Nel frattempo, malgrado l’ «irritazione» della Meloni, Palazzo Chigi non preme come detto per le dimissioni in quanto si rischierebbero tensioni con il Quirinale. Nella lista dell’esecutivo presentata dalla Meloni, si ricorda che Sergio Mattarella lo preferì a Rocco Bellantone, cugino del sottosegretario alla presidenza del Consiglio Giovanbattista Fazzolari. Infatti, come già anticipato dalla Verità, circola la voce, né confermata né smentita, secondo cui Schillaci si sarebbe visto respingere le proprie dimissioni dal presidente della Repubblica. Una «blindatura» che, se fosse vera, solleverebbe gravi interrogativi sulla dipendenza del ministro non dal premier ma dal capo dello Stato. Questa ipotetica «protezione» avrebbe condizionato lo stesso ministro che, sempre secondo voci di corridoio, prima che scoppiasse il caso Nitag avrebbe espresso una certa stanchezza in merito alla sua missione governativa, rivendicando una maggiore autonomia dalla politica. Difficile sciogliere i nodi di una vicenda piuttosto contraddittoria considerato anche che l’unica dichiarazione fatta dall’ex rettore di Tor Vergata è stata: «Non mi dimetto». Una mossa che comunque eviterebbe un rimpasto più ampio: si va da Daniela Santanchè a Marina Calderone, come chiesto dall’opposizione, ma soprattutto una nuova fiducia e quindi un «Meloni bis».
Sullo sfondo continua ad insinuarsi l’opposizione.

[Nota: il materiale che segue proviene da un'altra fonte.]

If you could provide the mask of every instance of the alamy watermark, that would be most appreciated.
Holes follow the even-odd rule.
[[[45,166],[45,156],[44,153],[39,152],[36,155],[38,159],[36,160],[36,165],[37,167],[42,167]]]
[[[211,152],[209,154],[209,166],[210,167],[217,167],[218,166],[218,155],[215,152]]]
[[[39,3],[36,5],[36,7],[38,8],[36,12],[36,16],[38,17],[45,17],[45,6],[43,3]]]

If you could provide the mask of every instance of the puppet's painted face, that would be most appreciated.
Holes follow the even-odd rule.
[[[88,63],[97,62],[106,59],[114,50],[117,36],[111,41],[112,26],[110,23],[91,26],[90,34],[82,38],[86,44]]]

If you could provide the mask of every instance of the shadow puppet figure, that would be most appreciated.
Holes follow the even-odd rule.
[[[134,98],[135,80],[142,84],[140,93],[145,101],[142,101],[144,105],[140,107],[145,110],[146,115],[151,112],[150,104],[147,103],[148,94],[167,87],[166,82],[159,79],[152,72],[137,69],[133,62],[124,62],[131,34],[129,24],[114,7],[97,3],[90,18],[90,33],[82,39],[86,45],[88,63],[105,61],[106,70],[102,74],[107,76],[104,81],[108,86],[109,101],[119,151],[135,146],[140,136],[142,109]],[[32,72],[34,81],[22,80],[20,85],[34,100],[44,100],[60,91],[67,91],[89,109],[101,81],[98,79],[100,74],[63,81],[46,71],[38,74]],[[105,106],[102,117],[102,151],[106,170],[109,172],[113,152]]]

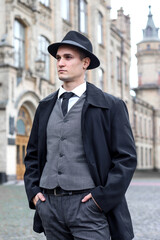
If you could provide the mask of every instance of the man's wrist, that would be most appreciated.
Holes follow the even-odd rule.
[[[96,200],[94,199],[94,197],[92,196],[92,200],[94,201],[94,203],[97,205],[97,207],[102,211],[102,208],[98,205],[98,203],[96,202]]]

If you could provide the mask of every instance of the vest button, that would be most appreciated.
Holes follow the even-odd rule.
[[[61,137],[61,141],[64,141],[65,140],[65,137]]]

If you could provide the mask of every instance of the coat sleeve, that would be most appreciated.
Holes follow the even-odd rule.
[[[27,153],[24,159],[25,174],[24,183],[25,189],[29,201],[30,208],[34,209],[35,206],[32,202],[32,198],[40,192],[39,188],[39,171],[38,171],[38,128],[39,128],[39,107],[35,113],[33,126],[30,134],[30,138],[27,145]]]
[[[135,143],[125,103],[118,100],[111,112],[111,168],[106,185],[97,186],[91,192],[105,213],[122,201],[137,164]]]

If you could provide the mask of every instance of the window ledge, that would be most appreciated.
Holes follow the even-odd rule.
[[[63,22],[65,23],[65,24],[67,24],[68,26],[72,26],[72,24],[71,24],[71,22],[69,21],[69,20],[66,20],[66,19],[64,19],[64,18],[62,18],[62,20],[63,20]]]

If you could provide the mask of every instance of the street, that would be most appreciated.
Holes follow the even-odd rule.
[[[160,174],[135,176],[126,197],[134,240],[160,240]],[[0,185],[0,240],[45,240],[32,231],[33,214],[23,182]]]

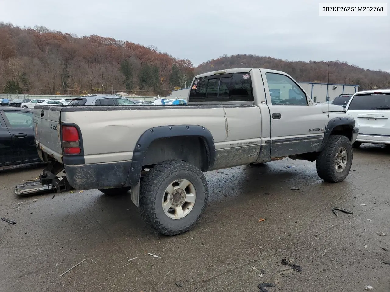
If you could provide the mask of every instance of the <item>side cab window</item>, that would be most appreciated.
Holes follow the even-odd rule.
[[[292,79],[282,74],[266,73],[272,105],[307,105],[306,95]]]

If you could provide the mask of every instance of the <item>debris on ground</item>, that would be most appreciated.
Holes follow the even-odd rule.
[[[285,271],[282,271],[282,272],[280,272],[279,273],[281,275],[284,275],[285,276],[287,274],[289,274],[290,273],[292,273],[292,272],[294,272],[294,269],[289,269],[288,270],[286,270]]]
[[[375,233],[376,233],[376,234],[377,234],[379,236],[387,236],[387,234],[386,234],[384,232],[381,232],[381,233],[379,233],[379,232],[376,232]]]
[[[267,287],[275,287],[276,285],[272,283],[260,283],[259,284],[259,288],[260,289],[260,292],[268,292],[268,290],[266,289]]]
[[[12,220],[10,220],[9,219],[7,219],[7,218],[1,218],[1,220],[5,221],[5,222],[8,222],[9,223],[11,223],[11,224],[12,225],[16,223],[16,222],[15,222],[15,221],[13,221]]]
[[[338,216],[339,215],[336,213],[336,211],[335,210],[338,210],[339,211],[341,211],[341,212],[344,212],[344,213],[347,213],[347,214],[353,214],[353,212],[351,212],[351,211],[349,211],[347,210],[346,210],[345,209],[343,209],[342,208],[339,208],[337,207],[335,207],[334,208],[332,208],[332,212],[333,212],[333,214],[336,215],[336,216]]]
[[[282,264],[284,266],[289,266],[292,268],[296,272],[300,272],[302,271],[302,268],[300,267],[296,264],[293,264],[292,261],[290,260],[287,260],[285,259],[282,259],[281,262]]]
[[[80,264],[81,264],[82,262],[84,262],[84,261],[86,260],[87,260],[86,259],[85,259],[83,260],[82,261],[81,261],[81,262],[79,262],[77,264],[74,265],[74,266],[73,267],[71,267],[70,269],[69,269],[69,270],[68,270],[66,272],[65,272],[62,273],[62,274],[61,274],[60,275],[60,277],[61,276],[63,276],[63,275],[65,274],[66,274],[66,273],[67,273],[69,271],[70,271],[72,269],[73,269],[73,268],[76,267],[78,266]]]

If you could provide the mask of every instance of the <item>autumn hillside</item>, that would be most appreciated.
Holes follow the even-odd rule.
[[[0,92],[165,95],[188,85],[193,70],[152,46],[0,22]]]
[[[286,72],[299,82],[327,83],[328,63],[330,83],[358,84],[362,90],[390,86],[390,73],[362,69],[338,60],[329,63],[312,61],[291,62],[252,55],[225,55],[203,63],[196,68],[196,73],[235,67],[260,67]]]

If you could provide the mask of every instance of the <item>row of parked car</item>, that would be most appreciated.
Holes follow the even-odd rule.
[[[326,103],[342,106],[355,118],[359,134],[354,148],[363,143],[390,145],[390,89],[341,94]]]
[[[184,100],[133,100],[116,95],[90,95],[72,99],[0,99],[0,166],[40,162],[34,142],[32,110],[35,105],[186,104]]]

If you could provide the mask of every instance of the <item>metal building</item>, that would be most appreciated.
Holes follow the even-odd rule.
[[[349,84],[300,82],[299,84],[311,97],[313,101],[316,102],[324,102],[328,100],[333,100],[336,97],[340,94],[354,93],[359,91],[359,85]],[[169,98],[177,97],[187,101],[189,91],[189,87],[172,90],[171,94],[167,97]]]

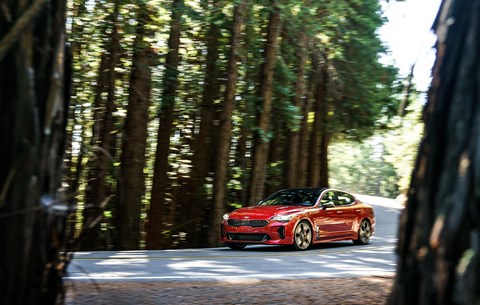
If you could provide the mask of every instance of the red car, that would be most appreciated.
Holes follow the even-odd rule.
[[[221,241],[231,249],[247,244],[294,245],[352,240],[365,245],[375,231],[373,208],[353,195],[327,188],[278,191],[256,206],[223,216]]]

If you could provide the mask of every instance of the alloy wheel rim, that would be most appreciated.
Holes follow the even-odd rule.
[[[362,241],[367,241],[370,238],[370,224],[364,220],[360,226],[360,238]]]
[[[295,230],[295,243],[300,249],[306,249],[312,240],[311,235],[310,227],[305,223],[301,223]]]

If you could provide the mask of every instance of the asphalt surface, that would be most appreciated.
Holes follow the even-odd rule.
[[[391,199],[359,196],[375,210],[376,234],[370,244],[314,245],[307,251],[279,246],[159,251],[77,252],[67,279],[96,282],[238,282],[271,279],[391,276],[398,218],[402,207]]]

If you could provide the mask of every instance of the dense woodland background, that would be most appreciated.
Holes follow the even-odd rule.
[[[287,187],[398,196],[421,102],[384,22],[378,0],[68,1],[76,249],[215,246]]]
[[[379,3],[312,2],[0,0],[0,303],[57,304],[71,250],[215,245],[225,210],[332,185],[408,189],[389,304],[480,304],[480,0],[442,2],[422,120]]]

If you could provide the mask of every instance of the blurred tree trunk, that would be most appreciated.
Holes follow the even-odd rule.
[[[299,140],[299,153],[298,153],[298,172],[297,172],[297,185],[305,187],[308,183],[308,154],[310,145],[310,124],[308,123],[308,116],[312,108],[312,96],[314,85],[314,77],[310,77],[308,80],[307,96],[305,97],[305,103],[302,107],[302,124],[300,127],[300,140]]]
[[[97,92],[95,96],[95,114],[92,137],[93,158],[89,167],[89,179],[86,190],[86,205],[83,211],[83,250],[105,249],[105,237],[102,241],[100,230],[103,218],[104,205],[108,202],[111,188],[107,176],[112,168],[115,154],[116,133],[114,130],[113,113],[115,106],[115,68],[118,64],[119,35],[118,35],[119,4],[115,1],[114,11],[110,14],[108,28],[108,42],[100,61],[98,72]],[[105,36],[106,33],[105,33]],[[107,93],[106,98],[104,97]],[[103,205],[103,206],[102,206]],[[93,225],[93,227],[92,227]]]
[[[233,26],[230,38],[230,57],[228,60],[228,77],[225,89],[225,100],[222,104],[222,113],[218,132],[218,145],[215,159],[215,179],[213,184],[213,222],[209,245],[219,244],[220,223],[225,213],[226,189],[228,180],[228,164],[230,154],[230,143],[232,140],[233,108],[235,105],[235,91],[238,79],[237,64],[240,61],[241,34],[245,19],[247,1],[235,7],[233,15]],[[240,144],[239,144],[240,145]]]
[[[152,197],[148,211],[147,249],[159,249],[165,245],[162,240],[163,218],[166,205],[168,179],[168,154],[170,136],[173,130],[173,109],[178,89],[178,65],[180,64],[180,35],[182,30],[183,0],[174,0],[172,3],[172,17],[170,21],[170,37],[168,39],[168,54],[165,60],[163,77],[162,106],[159,113],[160,126],[157,136],[157,150],[153,176]]]
[[[317,51],[318,53],[318,51]],[[324,62],[321,62],[319,54],[313,54],[313,68],[315,69],[315,120],[310,140],[310,165],[309,165],[309,182],[310,187],[322,186],[320,183],[321,159],[322,159],[322,134],[325,128],[326,119],[326,93],[327,93],[327,68]]]
[[[252,175],[250,179],[250,196],[248,205],[253,205],[263,199],[265,192],[265,176],[267,168],[270,116],[272,112],[273,74],[275,57],[278,45],[278,36],[281,28],[281,19],[278,3],[272,0],[272,12],[267,29],[265,45],[265,59],[262,66],[260,80],[261,111],[258,114],[258,127],[255,133]]]
[[[299,113],[302,109],[302,101],[305,97],[305,62],[306,62],[306,35],[305,33],[300,33],[298,37],[298,47],[297,47],[297,81],[295,83],[295,96],[293,97],[293,105],[297,107]],[[306,118],[304,118],[305,120]],[[299,155],[301,151],[305,149],[303,146],[300,146],[300,132],[301,128],[297,130],[288,131],[288,144],[287,144],[287,166],[286,166],[286,181],[287,187],[298,187],[300,181],[299,178]]]
[[[188,187],[187,200],[183,203],[180,223],[189,222],[182,228],[187,233],[185,247],[206,246],[207,240],[202,240],[202,227],[207,226],[207,219],[204,219],[205,211],[211,210],[211,202],[208,201],[204,184],[211,170],[211,159],[213,149],[213,121],[215,115],[215,100],[220,97],[220,64],[217,62],[220,50],[220,27],[221,21],[220,2],[214,0],[207,6],[207,11],[212,12],[209,29],[207,31],[207,58],[205,67],[205,80],[200,112],[200,126],[194,140],[192,177]],[[192,221],[193,220],[193,221]],[[202,226],[203,224],[203,226]],[[203,245],[202,245],[203,244]]]
[[[326,111],[324,111],[326,113]],[[320,136],[320,175],[319,175],[319,184],[321,187],[328,187],[328,144],[329,144],[329,135],[326,130],[326,115],[324,115],[324,124],[323,130]]]
[[[452,22],[453,21],[453,22]],[[480,0],[443,1],[389,304],[480,304]]]
[[[145,192],[145,148],[147,140],[148,108],[150,106],[151,66],[153,50],[148,38],[153,34],[148,28],[148,8],[138,8],[138,25],[134,41],[133,67],[130,75],[127,117],[123,134],[117,198],[115,200],[117,250],[138,249],[140,241],[140,213]]]
[[[0,304],[55,304],[62,292],[65,5],[0,4]]]

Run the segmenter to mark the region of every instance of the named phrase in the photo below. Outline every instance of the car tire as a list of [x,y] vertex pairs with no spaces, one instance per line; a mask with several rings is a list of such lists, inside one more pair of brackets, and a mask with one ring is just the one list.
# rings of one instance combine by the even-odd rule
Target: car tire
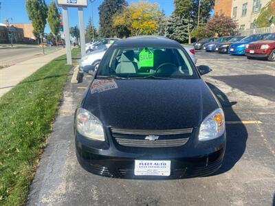
[[271,52],[267,60],[271,62],[275,62],[275,49],[273,49],[273,51]]
[[88,50],[86,51],[86,54],[91,54],[93,51],[94,51],[93,49],[89,49]]

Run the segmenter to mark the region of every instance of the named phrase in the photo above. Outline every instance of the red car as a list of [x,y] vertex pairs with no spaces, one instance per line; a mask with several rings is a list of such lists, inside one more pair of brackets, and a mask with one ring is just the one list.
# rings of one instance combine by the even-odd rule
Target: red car
[[263,40],[252,42],[245,47],[248,58],[265,58],[275,61],[275,33],[270,34]]

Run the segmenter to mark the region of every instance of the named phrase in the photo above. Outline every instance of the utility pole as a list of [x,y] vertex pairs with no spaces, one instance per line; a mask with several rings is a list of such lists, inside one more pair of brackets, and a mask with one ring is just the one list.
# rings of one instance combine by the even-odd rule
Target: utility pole
[[198,24],[197,26],[199,25],[199,12],[201,11],[201,0],[199,0],[199,10],[198,10]]
[[94,43],[94,13],[93,13],[93,2],[96,0],[90,0],[91,2],[91,24],[93,25],[93,43]]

Ieri su X il leader di Italia Viva, Matteo Renzi, ha scritto: «I ministri Salvini e Lollobrigida attaccano il ministro Schillaci perché lui è un medico mentre loro si ritengono due Premi Nobel. Il governo strizza l’occhio ai no vax e non si preoccupa del carovita per le famiglie». E se per il M5S «il governo è a brandelli», Elly Schlein chiede al ministro: «Perché non alza la testa anche quando il governo taglia le risorse per la sanità?».